Proving Rational Solutions in Linear Systems with Rational Coefficients

[e(ho0n3]

I need some closure on the following,

Question:
Prove that if a linear system of equations with only rational coefficients and constants has a solution then it has at least one all-rational solution. Must it have infinitely many?

My Solution:
If the RHS of the equations is a rational number, then the sum of the terms of the LHS must be rational, so the terms must be rational and hence the solution must be rational right? The only reason this argument wouldn't work is if the RHS is equal to 0. Must if have infinitely many rational solutions? No, but it can though (if the form of the solution includes some free variables, picking rational numbers for the free variables will produce a rational solution).

 

[fresh_42]

If $Ax=b$ with rational $A,b$ has a rational solution which is not rational, then we would have a $\mathbb{Q}-$linear combination of at least one non rational number, w.l.o.g. $x_1$ with $a_{11}\neq 0$ and $a_{11}x_1+\ldots +a_{1n}x_n= b_1$. However, this is only possible, if other terms eliminate $a_{11}x_1$ which makes the new solution rational.

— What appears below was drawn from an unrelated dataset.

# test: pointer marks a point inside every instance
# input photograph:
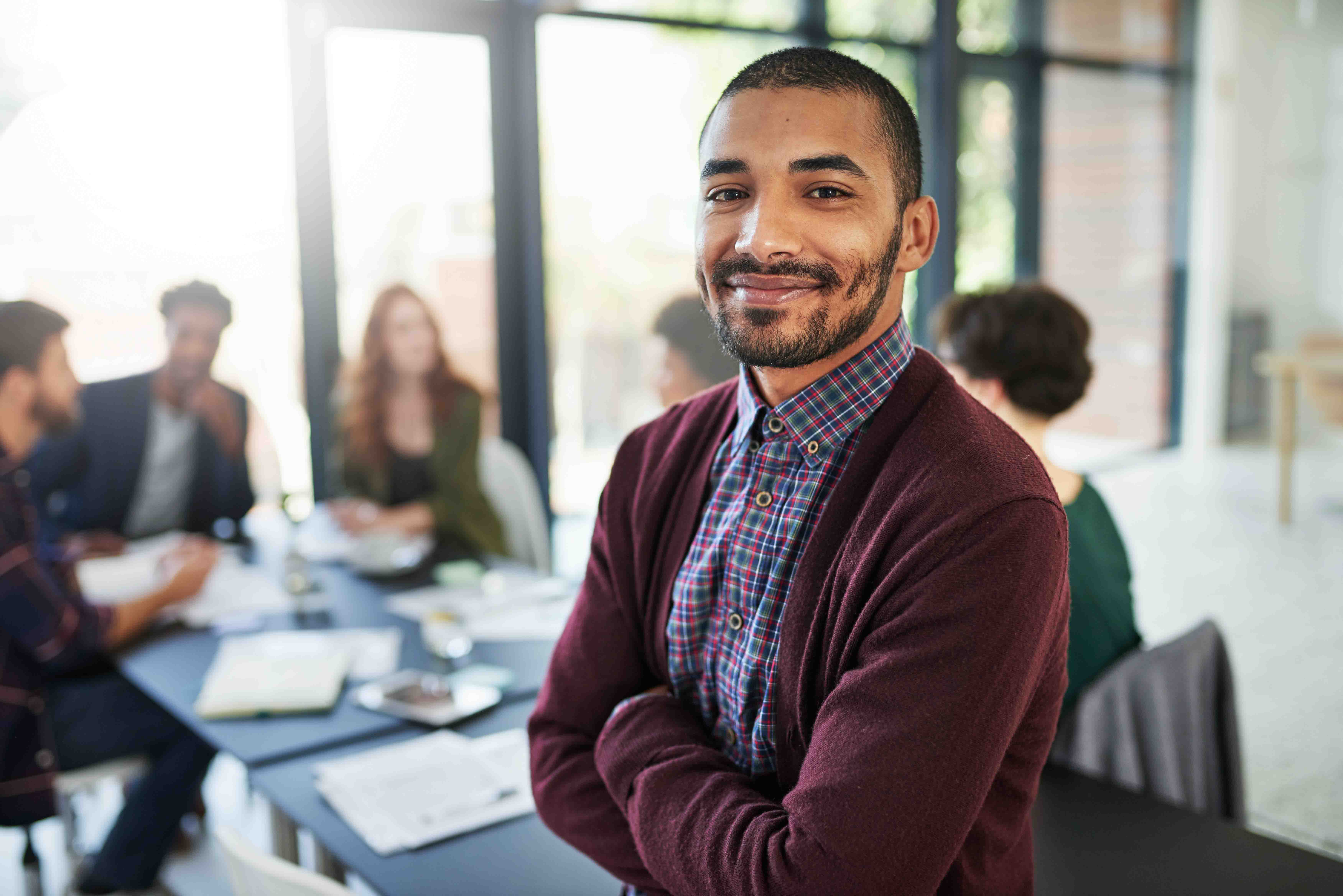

Now we have a rational equation $Ax_b=b$, which leads to $Ay=0$ with new variables $y=x-x_b$. We can now restrict $A$ onto its image and get a regular matrix $A'=\left.A\right|_{\operatorname{im}A}$ and an equation $A'y'=0$ which means $y'=0$. So we need to consider the kernel of $A$. With the same argument as above we get a rational basis of this kernel. All combined, we have only rational solutions of $Ax=b$.